In this case I do not believe it's a lack of resources, all the nodes are with 8GB of RAM, and the esxi servers with 64GB.

As I mentioned earlier I see the iscsi packets coming up to the nodes, but there is no response.

Does restarting any node also restart the scsi / lio service at all?

 

 

Hi there.  As i understand you did test some node restarts and things were working until 8 pm. I suspect it is a resource issue, you may not have enough disks/ram/net bandwidth/cpu cores to handle your load. If i recall in one of your previous posts you started with very low resources and had many issues, you did increase them and things are better but still may not be enough. The recommended approach is to try to be as close as our hardware recommendation guide..so please have a look at it, if this is not possible and you want to use the lowest possible resources, which is not recommended, i can help you if you can supply the requested resources loads via atop command, this will help us increase just enough to the bare minimum required.

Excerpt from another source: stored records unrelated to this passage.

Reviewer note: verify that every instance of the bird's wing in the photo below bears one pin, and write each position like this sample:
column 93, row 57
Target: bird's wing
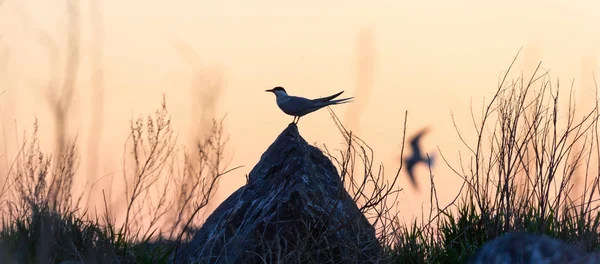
column 328, row 98
column 414, row 142
column 295, row 104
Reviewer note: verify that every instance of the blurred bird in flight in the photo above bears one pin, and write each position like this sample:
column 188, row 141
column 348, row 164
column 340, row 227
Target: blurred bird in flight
column 300, row 106
column 416, row 157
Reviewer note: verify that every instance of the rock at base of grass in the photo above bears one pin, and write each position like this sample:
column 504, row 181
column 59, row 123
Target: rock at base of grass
column 293, row 209
column 520, row 247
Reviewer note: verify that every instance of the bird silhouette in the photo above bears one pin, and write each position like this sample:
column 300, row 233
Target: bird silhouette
column 416, row 157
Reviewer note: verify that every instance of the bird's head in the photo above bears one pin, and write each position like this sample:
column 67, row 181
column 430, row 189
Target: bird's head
column 277, row 91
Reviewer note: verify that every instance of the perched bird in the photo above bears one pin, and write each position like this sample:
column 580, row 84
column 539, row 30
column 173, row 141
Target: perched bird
column 416, row 157
column 300, row 106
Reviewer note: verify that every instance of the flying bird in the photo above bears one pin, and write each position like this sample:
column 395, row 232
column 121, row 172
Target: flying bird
column 300, row 106
column 416, row 157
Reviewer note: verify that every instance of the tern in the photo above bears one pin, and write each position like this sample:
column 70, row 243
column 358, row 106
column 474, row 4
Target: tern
column 416, row 157
column 300, row 106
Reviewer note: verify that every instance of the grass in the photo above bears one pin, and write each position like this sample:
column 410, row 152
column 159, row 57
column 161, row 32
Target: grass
column 520, row 173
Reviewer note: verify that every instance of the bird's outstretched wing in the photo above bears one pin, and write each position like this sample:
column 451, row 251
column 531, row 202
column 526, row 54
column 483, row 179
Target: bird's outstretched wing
column 328, row 98
column 414, row 142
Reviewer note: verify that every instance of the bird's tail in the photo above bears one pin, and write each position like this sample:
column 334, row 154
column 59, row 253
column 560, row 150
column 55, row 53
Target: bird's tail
column 340, row 101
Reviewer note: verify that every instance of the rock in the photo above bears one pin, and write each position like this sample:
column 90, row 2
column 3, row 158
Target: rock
column 520, row 247
column 293, row 209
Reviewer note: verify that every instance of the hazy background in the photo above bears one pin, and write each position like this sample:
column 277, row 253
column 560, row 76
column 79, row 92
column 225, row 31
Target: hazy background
column 213, row 58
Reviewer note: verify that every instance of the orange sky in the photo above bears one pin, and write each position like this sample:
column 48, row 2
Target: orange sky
column 427, row 57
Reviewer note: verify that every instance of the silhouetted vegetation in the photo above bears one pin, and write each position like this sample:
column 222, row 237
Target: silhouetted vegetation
column 520, row 174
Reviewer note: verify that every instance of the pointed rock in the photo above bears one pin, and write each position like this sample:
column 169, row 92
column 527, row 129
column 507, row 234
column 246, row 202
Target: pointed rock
column 293, row 209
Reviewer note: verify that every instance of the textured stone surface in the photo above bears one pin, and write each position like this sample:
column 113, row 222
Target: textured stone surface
column 518, row 247
column 293, row 209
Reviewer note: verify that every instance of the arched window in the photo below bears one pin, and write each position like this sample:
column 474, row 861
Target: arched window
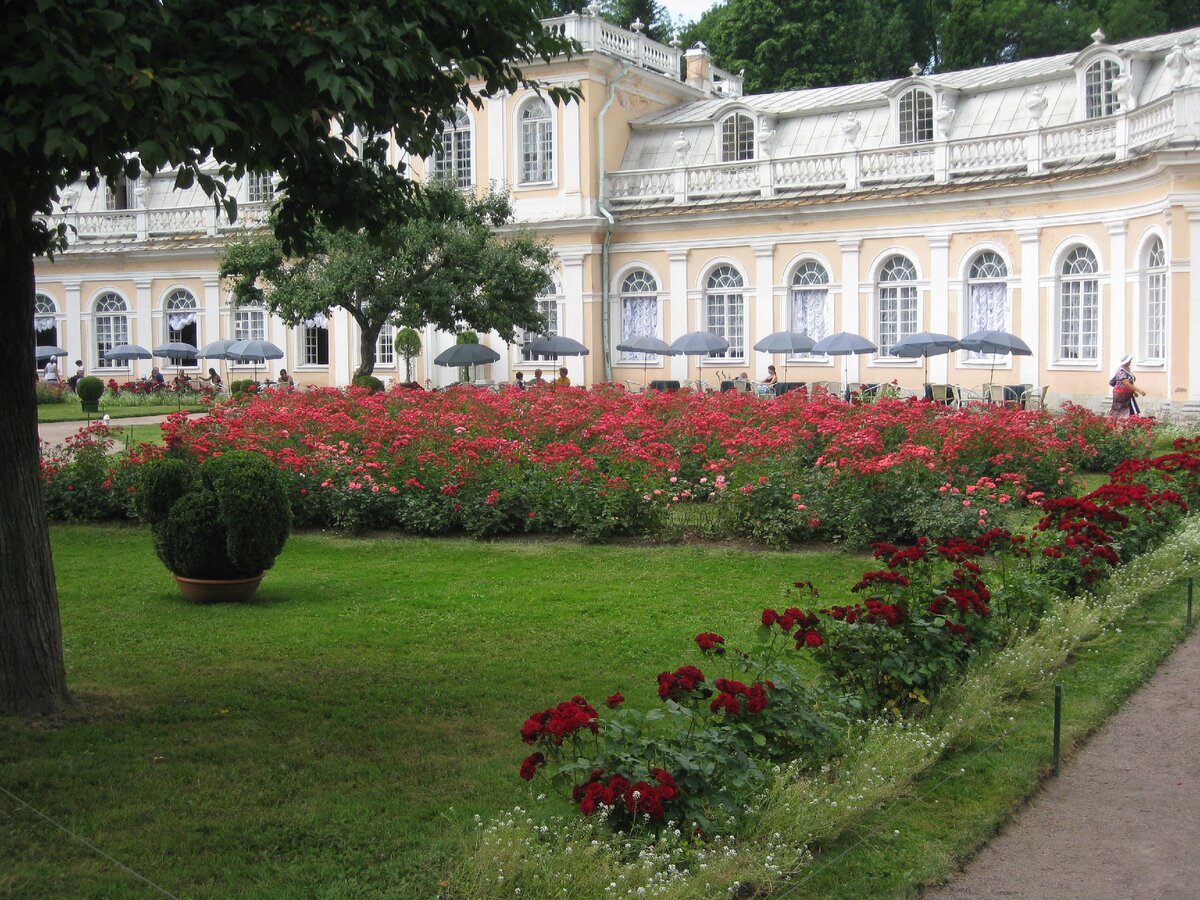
column 183, row 323
column 916, row 117
column 1153, row 319
column 1099, row 88
column 639, row 312
column 453, row 161
column 537, row 143
column 725, row 310
column 895, row 295
column 1079, row 306
column 987, row 295
column 737, row 138
column 112, row 324
column 810, row 297
column 249, row 323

Apart from your own iSCSI load, when you shutdown a node, Ceph will try to recreate other replicas of the data that was down on the remaining up disks. If you have only a couple of running disks and they are not fast enough, it can cause them to become very busy and sometimes unresponsive. I had posted you before on some Ceph params on how to lower the priority of Ceph recovery from it default values.

Now the current case i suspect may be due to an extra load by Ceph called scrubbing. It is a backend process that checks data consistency ( crc / metada ) among the different replicas, this does put load on the system and is happening on top of the recovery and client load. I suspect this since in PetaSAN we limit the scrub hours to be starting from 8 pm to 8 am, the default in Ceph is it can do this anytime which can cause issues if daytime traffic is higher.

Please add the following to the /etc/ceph/CLUSTER_NAME.conf on all nodes then reboot, they should help further limit the scrub load from the default values

osd_max_scrubs = 1

osd_scrub_during_recovery = false

osd_scrub_priority = 1

Also you can change the scrub allowed hours:

osd_scrub_begin_hour = 20

osd_scrub_end_hour = 8

 

you can turn scrub off (not recommended at all) but just for testing, run this from shell on any node

ceph osd set noscrub  --cluster CLUSTER_NAME

ceph osd set nodeep-scrub --cluster CLUSTER_NAME

to re-enable it back

ceph osd unset noscrub --cluster CLUSTER_NAME

ceph osd unset nodeep-scrub --cluster CLUSTER_NAME

 

Also as i pointed in your earlier issues, place this in the conf file to help reduce the recovery traffic

osd_max_backfills = 1

osd_recovery_max_active = 1

osd_recovery_priority = 1

osd_recovery_op_priority = 1

osd_recovery_threads = 1

osd_client_op_priority = 63

osd_recovery_max_start = 1

So i really recommend you be as close as resource recommendations as possible. This does save a lot of debugging problems. If however you need to run with the lowest possible confiuration which i do not recommend, but i can help if you send me the result of the resource values using atop (or collectl/sysstat) at the highest load: you crash a node and your client are still writing.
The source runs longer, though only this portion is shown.